In the first biblical story, God creates the vast universe according to a specific pattern and order. On the first divine-sized day, God separates day from night and light from darkness. Then, God evaluates the handiwork proclaiming it “good.” On the second day, God separates the lower and higher waters to divide the seas from the heavens. On this day of creation, God neglects to declare it “good.” On the third day, though, after creating all the lovely and colorful flowers, fruits, and trees, God twice declares the work to be “good.”

It’s no surprise that ancient rabbis had an intellectual field day with God’s inconsistent use of the phrase “it was good” among the days of creation.

Rabbi Hanina, a 4th-century Talmudic sage, opined that God could not possibly declare the second day of creation “good” because on that day, dissension first reared its head when those waters were yanked apart. Centuries later, another generation of rabbis picked up the conversation. Known as Kabbalists, they asked why there was no dissension on the first day, when God separated light from darkness. Answering their own question, they noted that light and darkness are so distinct from one another that their untangling was a gentle and straightforward process, unlike the one needed to distinguish the lower and upper waters. Although nearly identical in nature, these waters also were separate entities, and the act of pulling them apart caused such pain and fighting that the lower waters cried. 

Indeed, from the moment our children are born, they begin to separate from us and establish their own identities. The process can be excruciatingly painful. When I nursed my babies, my body remained tethered to them. Hearing their cries triggered a complex hormonal response that flooded my ducts with milk. Even while working away from home, I could almost sense their hunger at various times, leading me to pump my milk to avoid becoming painfully engorged. Only after weaning my third child, did I feel that my last stage of pregnancy finally was complete.

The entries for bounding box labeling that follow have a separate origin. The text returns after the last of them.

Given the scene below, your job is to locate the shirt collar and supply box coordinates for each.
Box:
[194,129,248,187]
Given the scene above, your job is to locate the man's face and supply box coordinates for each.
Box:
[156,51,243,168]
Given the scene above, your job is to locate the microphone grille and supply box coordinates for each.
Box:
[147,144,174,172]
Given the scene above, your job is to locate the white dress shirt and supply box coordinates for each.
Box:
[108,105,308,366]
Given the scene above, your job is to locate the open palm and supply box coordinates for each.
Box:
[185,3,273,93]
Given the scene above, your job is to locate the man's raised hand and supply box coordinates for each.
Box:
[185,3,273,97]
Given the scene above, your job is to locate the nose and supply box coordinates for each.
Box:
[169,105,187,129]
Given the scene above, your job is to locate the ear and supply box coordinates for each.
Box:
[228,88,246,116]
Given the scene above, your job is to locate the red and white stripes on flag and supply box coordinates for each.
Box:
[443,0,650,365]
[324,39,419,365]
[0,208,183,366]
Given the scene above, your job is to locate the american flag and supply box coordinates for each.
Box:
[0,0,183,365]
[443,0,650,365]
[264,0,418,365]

Now, my 16-year-old daughter and I are experiencing another kind of weaning. She craves independence and she pushes me away. Adding to my pain, she has instituted a “gag order.” There are to be no discussions with anyone about her or any facet of her life. Long ago, I gave up posting about her on Facebook; now “Abby stories” are completely verboten.

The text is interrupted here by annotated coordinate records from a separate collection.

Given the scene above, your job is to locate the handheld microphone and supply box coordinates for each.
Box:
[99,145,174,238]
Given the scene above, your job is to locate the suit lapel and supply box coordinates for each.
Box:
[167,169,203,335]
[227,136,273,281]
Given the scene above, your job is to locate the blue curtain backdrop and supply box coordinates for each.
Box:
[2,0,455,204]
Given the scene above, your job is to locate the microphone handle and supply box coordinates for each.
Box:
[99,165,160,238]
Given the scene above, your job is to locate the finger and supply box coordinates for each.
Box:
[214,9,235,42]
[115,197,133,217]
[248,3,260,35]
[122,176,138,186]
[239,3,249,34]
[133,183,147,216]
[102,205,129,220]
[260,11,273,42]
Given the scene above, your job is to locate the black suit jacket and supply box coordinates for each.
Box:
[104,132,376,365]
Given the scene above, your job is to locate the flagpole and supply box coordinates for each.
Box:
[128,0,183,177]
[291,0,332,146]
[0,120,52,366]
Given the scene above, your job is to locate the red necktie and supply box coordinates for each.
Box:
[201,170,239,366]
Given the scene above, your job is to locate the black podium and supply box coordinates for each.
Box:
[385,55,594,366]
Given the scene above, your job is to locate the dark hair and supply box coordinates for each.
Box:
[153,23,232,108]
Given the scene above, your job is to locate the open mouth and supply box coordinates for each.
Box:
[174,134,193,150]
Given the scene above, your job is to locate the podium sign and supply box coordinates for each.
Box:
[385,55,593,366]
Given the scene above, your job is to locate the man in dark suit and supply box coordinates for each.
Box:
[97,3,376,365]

The boundary between my daughter’s stories and mine, though, has always been a little blurry. Doesn’t our 32-hour labor story belong to both of us? And what about her gentle soul, the one we saw each time she watched, sobbing, as Mary Poppins flew off with the West Wind. Hadn’t I had a part in creating such a sensitive soul? As my child, wasn’t Abby’s story my story, too?

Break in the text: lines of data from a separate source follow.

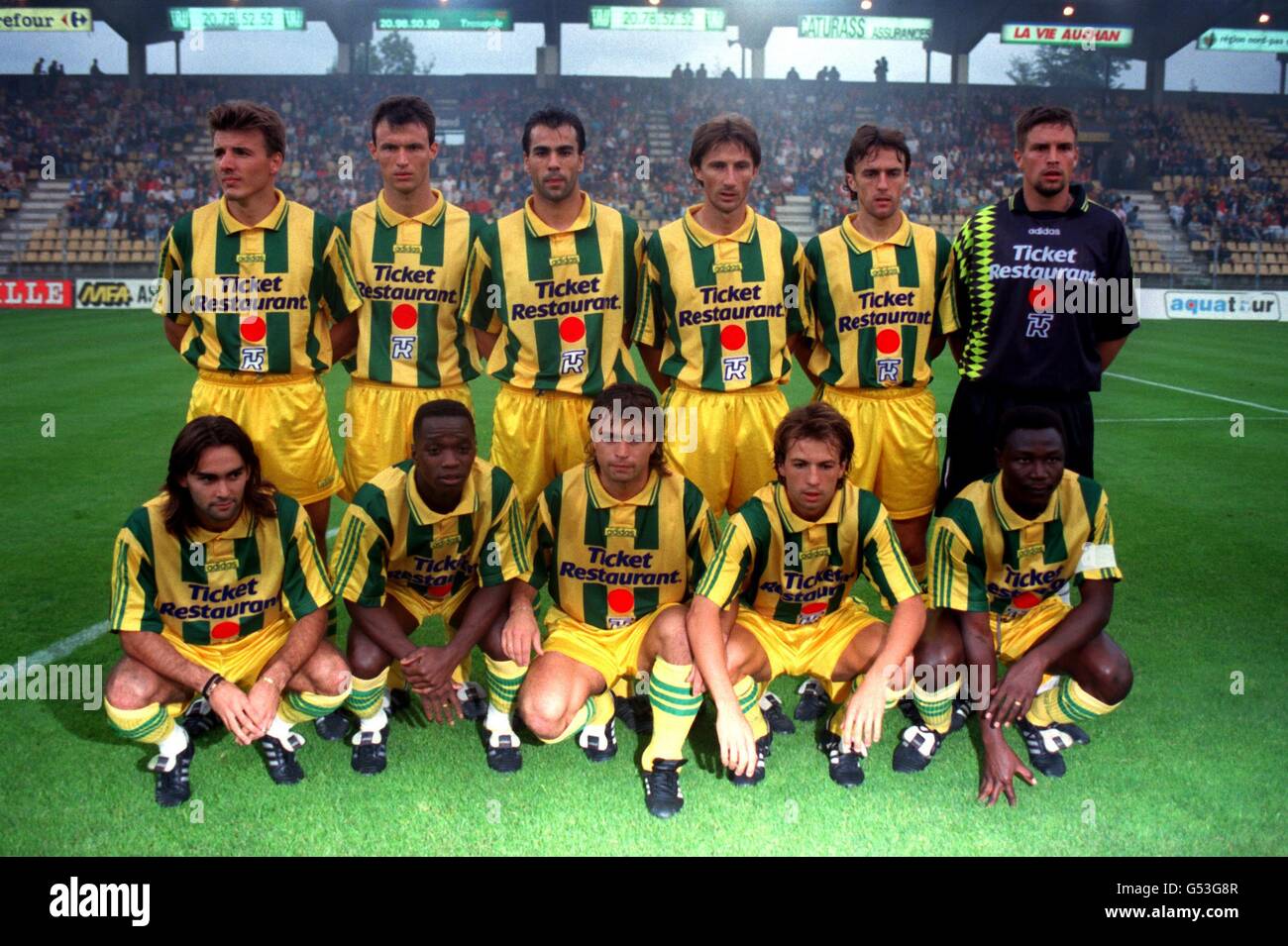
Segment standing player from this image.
[796,125,957,719]
[937,106,1138,510]
[690,403,926,788]
[156,102,361,577]
[461,108,644,504]
[894,407,1132,805]
[338,95,483,499]
[331,397,528,775]
[104,416,349,807]
[505,383,716,817]
[634,115,804,522]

Descended from a story-telling dynasty, I spent my childhood hearing stories about my family’s past. My mom told us so many stories from her own childhood about walking in the snow in Cincinnati that I was sure southern Ohio was right next door to Alaska. On my dad’s side, I especially loved the stories of my ancestors as horse thieves along Romania’s moonless winding paths. With each telling and retelling, however, my mom reminded us that his family had been tailors in those Carpathian Mountains. Nonetheless, the stories of horse thievery lived on.

In time, I passed down tales from my own childhood and my children’s experiences, as well. But now, I am banned from sharing my daughter’s stories, forcing me to acknowledge that she and I are not the same. Like the upper water and the lower water, we comprise the same water and cells, but we are separate entities and, like the biblical waters, we must pull apart.

As when she was born, once again, she is pulling away from me. This time, there is no epidural to shield me from the pain. She is flying away with the West Wind, but now I am the one left sobbing. The old rabbis whisper reassuringly to me. They understand how much I ache from this separation. They understand, too, that this is the path toward new growth for my daughter – and maybe for me, too. Perhaps they understand most of all that when she bursts forth into the next phase of her life, it is I who will utter, “It is good. It is good.”